Professor Paula E. Hyman Doctor of Hebrew Letters, honoris causa
Reprinted from the program booklet of The Jewish Theological Seminary of America
-- One Hundred Sixth Commencement Exercises, May 18, 2000
Sponsored by Mr. Alan Levine & Dr. Anne Lapidus Lerner
Blessed with depth of intelligence, clarity of thought and facility of expression, you are one of the foremost Jewish historians of the modern period.
You fused your interests in French and Jewish culture as a graduate student at Columbia University where you were awarded a PhD in Jewish history. Your dazzling scholarly attainments are reflected in the pathbreaking, highly acclaimed and meticulously researched articles and three volumes you have written about the history of modern French Jewry, most recently The Jews of Modern France.
Jewish women's history has served as another focus of your broad scholarship.
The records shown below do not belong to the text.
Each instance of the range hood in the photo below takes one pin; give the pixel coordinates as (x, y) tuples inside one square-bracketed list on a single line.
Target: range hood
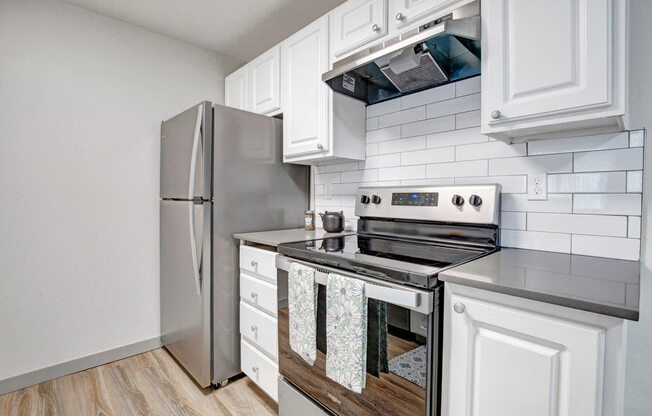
[(442, 51)]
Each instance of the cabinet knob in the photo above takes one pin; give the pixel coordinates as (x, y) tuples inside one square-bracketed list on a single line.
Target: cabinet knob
[(459, 307)]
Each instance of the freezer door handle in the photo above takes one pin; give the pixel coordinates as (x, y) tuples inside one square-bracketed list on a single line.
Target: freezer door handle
[(195, 150)]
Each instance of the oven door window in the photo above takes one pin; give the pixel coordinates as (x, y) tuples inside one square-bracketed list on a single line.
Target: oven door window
[(401, 365)]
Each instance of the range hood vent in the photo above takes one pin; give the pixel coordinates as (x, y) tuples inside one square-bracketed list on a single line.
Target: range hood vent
[(442, 51)]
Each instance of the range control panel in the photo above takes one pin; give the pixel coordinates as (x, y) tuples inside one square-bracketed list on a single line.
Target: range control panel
[(420, 199), (473, 204)]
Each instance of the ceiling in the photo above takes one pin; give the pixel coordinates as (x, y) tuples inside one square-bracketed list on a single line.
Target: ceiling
[(238, 28)]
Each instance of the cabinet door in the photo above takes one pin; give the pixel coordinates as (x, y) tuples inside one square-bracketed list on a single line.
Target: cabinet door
[(305, 95), (531, 69), (355, 23), (264, 82), (405, 12), (506, 361), (235, 89)]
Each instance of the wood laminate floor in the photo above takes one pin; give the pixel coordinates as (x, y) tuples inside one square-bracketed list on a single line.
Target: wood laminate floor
[(146, 384)]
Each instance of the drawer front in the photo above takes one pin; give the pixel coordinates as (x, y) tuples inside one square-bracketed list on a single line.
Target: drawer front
[(259, 293), (258, 261), (260, 369), (259, 328)]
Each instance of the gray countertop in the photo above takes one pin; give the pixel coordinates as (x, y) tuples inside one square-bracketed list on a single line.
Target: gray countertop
[(274, 238), (595, 284)]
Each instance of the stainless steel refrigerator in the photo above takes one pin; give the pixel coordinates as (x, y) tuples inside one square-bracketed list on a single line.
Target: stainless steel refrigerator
[(221, 173)]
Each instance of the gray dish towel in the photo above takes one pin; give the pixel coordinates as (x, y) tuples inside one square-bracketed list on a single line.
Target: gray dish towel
[(346, 331), (302, 304)]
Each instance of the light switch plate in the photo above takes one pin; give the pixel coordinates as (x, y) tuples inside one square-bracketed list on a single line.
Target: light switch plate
[(537, 186)]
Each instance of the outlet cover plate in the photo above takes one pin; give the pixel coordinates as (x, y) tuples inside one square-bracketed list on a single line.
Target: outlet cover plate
[(537, 186)]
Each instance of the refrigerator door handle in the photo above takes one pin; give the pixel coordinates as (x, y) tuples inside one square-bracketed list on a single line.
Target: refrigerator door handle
[(193, 154), (193, 248)]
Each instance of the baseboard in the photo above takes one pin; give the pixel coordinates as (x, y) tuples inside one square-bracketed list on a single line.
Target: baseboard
[(79, 364)]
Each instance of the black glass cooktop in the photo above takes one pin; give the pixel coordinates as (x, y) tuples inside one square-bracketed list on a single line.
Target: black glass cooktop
[(405, 261)]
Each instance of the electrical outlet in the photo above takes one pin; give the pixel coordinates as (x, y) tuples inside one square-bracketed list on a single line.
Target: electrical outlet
[(537, 186), (328, 191)]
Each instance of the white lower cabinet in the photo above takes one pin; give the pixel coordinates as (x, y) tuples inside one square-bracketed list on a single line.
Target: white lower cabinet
[(258, 323), (508, 356)]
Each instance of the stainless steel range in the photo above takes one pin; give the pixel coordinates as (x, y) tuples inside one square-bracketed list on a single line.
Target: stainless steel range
[(406, 236)]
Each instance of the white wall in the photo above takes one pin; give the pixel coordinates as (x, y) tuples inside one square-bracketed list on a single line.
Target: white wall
[(433, 137), (639, 340), (81, 101)]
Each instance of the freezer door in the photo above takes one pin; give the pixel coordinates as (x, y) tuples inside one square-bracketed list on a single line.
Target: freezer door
[(186, 142), (186, 285)]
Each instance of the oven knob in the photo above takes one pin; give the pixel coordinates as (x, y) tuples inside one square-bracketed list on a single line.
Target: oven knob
[(457, 200), (475, 200)]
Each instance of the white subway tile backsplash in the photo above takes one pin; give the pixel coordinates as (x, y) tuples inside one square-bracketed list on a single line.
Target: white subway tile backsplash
[(402, 145), (636, 138), (402, 117), (467, 86), (634, 227), (466, 120), (433, 137), (389, 133), (635, 181), (510, 184), (607, 204), (606, 225), (619, 248), (445, 92), (456, 138), (531, 164), (433, 125), (385, 107), (513, 220), (453, 106), (421, 157), (587, 182), (489, 150), (555, 203), (393, 159), (457, 169), (404, 172), (578, 144), (622, 159), (535, 240)]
Your brilliant Gender and assimilation in Modern Jewish History has altered the way in which we conceive of social and cultural change. Together with Deborah Dash Moore, you edited the award-winning two-volume Jewish Women in America: An Historical Encyclopedia. Your innovative work has merited you many awards from institutions as distinct as Ohio State University and the American Jewish Committee.
Your life as a scholar has been augmented by the many exceptional roles you have played both within and beyond the academy. As Lucy Moses Professor of Modern Jewish History at Yale since 1986, you are the first woman to hold a chair in Jewish studies at a major American university. From 1981 to 1986 you served JTS with vigor and dedication as dean of the Seminary College of Jewish Studies, the forerunner of List College, and as associate professor of history. A founding member of Ezrat Nashim, a Jewish feminist organization that helped change the face of American Jewish life, you have continued to devote yourself to the community through your selfless contributions to your synagogue and to the Ezra Academy.
You have stunningly demonstrated that the life of the mind can be intertwined with the life of the spirit. Your supportive mentorship of the next generation of Jewish historians has, together with your own scholarship, enabled you to fulfill the biblical injunction: "binu shnot dor vador" (understand the years of each generation) (Deuteronomy 32).